This first instalment in the career retrospective of Latino crate-diggers Junkyard Ju Ju and Psycho Les is more or less the final funeral procession for a style of hip-hop that has now become the preserve of nostalgic obsessives.
Expect compilations featuring the likes of the D.I.T.C crew, Black Moon, Pete Rock & C L Smooth, Brand Nubian and others to follow in the wake of this book-end to an era. What's changed in hip-hop is, of course, that the past is 'out' and the future is very much 'in'. And The Beatnuts and their ilk, with their passion for discovering the well-buried roots of their music and crafting club tracks from them, no longer appear to be quite as exciting as they once were.
What this collection, which shuffles old and new alongside each other, illustrates is the consistency with which The Beatnuts have pumped out jazz-sampling party tunes over the past decade. They've never swapped their hedonistic themes for social ones, never traded crate-diggin' for knob-twiddling. Along the way there have been party anthems as fine as 'Off The Books', 'Props Over Here', 'Get Funky' and Method Man hook-up 'Se Acabo Remix'.

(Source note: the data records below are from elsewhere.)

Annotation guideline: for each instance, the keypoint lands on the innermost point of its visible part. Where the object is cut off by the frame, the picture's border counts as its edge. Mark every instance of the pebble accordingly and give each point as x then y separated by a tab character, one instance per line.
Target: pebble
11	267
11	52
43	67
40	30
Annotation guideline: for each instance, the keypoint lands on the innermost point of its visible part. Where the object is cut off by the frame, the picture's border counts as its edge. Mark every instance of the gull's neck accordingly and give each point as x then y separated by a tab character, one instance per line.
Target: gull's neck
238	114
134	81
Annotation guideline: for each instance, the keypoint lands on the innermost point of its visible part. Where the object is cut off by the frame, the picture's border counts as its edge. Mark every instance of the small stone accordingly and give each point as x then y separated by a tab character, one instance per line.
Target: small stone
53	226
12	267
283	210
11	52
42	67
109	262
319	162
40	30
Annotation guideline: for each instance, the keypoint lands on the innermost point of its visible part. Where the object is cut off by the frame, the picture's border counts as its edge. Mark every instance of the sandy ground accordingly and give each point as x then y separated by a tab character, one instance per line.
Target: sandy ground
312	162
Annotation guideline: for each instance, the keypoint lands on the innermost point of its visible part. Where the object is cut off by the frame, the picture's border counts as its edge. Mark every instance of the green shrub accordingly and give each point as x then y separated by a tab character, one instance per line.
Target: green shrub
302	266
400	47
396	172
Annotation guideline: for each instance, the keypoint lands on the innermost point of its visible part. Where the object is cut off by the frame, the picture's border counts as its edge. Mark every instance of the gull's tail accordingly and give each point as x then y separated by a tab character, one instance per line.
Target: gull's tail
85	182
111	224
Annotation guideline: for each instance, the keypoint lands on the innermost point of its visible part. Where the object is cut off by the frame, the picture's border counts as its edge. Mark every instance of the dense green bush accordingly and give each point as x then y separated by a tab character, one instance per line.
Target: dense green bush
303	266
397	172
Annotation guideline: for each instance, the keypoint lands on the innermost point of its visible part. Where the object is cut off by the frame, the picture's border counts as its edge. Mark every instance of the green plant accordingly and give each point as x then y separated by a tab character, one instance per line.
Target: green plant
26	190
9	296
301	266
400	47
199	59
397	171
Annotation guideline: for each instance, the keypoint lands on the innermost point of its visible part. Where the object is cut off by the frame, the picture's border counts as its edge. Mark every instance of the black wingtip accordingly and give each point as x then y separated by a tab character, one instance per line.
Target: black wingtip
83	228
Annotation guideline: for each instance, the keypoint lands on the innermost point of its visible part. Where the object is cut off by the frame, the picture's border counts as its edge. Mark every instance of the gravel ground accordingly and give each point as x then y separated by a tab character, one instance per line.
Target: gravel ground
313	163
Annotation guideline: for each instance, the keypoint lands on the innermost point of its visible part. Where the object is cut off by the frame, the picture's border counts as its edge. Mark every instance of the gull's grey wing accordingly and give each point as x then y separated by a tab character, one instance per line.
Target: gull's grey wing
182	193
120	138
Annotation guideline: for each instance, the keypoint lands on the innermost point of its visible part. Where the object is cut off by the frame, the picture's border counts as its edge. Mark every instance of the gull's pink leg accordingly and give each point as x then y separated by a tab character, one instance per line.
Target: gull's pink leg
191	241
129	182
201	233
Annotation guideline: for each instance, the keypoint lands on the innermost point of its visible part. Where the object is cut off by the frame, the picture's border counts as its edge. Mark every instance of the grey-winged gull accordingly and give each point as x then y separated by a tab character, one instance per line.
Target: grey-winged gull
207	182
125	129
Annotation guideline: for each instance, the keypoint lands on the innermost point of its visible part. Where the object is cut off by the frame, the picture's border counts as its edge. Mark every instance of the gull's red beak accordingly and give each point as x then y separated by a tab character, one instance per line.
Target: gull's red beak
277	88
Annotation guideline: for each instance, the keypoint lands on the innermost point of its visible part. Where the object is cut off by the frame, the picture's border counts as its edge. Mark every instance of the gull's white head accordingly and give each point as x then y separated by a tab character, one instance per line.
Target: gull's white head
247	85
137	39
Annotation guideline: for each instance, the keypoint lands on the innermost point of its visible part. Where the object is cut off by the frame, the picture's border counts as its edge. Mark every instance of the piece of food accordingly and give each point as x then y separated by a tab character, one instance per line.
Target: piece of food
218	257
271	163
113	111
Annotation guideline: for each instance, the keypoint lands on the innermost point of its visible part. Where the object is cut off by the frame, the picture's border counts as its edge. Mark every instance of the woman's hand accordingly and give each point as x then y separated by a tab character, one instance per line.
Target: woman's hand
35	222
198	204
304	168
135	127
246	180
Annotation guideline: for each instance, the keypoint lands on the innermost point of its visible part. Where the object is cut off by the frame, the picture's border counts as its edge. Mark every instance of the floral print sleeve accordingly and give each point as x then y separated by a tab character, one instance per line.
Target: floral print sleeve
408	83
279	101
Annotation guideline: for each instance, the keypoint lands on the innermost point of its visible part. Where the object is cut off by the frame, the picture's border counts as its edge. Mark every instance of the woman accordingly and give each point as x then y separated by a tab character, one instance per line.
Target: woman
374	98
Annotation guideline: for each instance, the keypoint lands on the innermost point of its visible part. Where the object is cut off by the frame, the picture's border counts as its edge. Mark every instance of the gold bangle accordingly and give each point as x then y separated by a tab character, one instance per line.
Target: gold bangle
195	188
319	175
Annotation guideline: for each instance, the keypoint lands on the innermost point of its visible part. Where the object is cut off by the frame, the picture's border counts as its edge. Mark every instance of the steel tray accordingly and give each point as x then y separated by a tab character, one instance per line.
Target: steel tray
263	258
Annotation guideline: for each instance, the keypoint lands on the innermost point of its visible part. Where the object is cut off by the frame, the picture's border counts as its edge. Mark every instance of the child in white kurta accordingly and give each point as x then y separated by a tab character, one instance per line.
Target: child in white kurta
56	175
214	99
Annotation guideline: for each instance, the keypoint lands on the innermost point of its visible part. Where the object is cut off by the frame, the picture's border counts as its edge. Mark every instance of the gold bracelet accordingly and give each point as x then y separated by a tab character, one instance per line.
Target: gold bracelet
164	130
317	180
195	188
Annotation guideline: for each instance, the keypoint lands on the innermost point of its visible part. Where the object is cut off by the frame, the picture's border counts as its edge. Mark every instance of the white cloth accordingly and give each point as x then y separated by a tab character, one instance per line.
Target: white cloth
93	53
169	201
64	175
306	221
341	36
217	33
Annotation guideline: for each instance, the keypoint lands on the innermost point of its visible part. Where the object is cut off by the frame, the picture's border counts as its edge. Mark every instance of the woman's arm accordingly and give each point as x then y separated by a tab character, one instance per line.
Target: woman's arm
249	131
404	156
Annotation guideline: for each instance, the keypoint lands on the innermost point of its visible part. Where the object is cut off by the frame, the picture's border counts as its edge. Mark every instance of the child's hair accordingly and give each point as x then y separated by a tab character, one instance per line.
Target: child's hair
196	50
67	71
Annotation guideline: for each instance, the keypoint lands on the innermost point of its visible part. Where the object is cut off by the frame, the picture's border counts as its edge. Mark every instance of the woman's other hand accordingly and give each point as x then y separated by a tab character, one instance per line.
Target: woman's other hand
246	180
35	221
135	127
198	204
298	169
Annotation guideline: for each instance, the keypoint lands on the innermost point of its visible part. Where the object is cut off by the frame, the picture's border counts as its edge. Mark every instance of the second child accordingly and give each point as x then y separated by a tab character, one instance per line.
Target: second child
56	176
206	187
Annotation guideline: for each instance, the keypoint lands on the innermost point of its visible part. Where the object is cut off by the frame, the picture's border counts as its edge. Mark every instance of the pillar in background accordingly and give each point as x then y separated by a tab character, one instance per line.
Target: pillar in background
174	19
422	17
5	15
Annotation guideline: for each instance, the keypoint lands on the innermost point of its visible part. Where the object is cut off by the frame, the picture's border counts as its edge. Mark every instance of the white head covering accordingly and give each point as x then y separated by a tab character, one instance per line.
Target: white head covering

Still, they can at times lack the bite of Showbiz & AG at their finest or the focussed funk of Brand Nubian's string of classic '93 releases, even Diamond D's underground gem 'Stunts, Blunts & Hip-Hop'. What they do have by the bucket though, is fun. Genuine fun, fun expressed through the music not acres of tape bowing under the weight of distinctly un-hilarious skits.
Chances are that you either know The Beatnuts and have all this stuff tucked into your pile of dusty records already or you have no idea what we're babbling about. If it's the latter, then, as an introduction to a moment in hip-hop when the music reached one of its many glorious peaks, this will do nicely.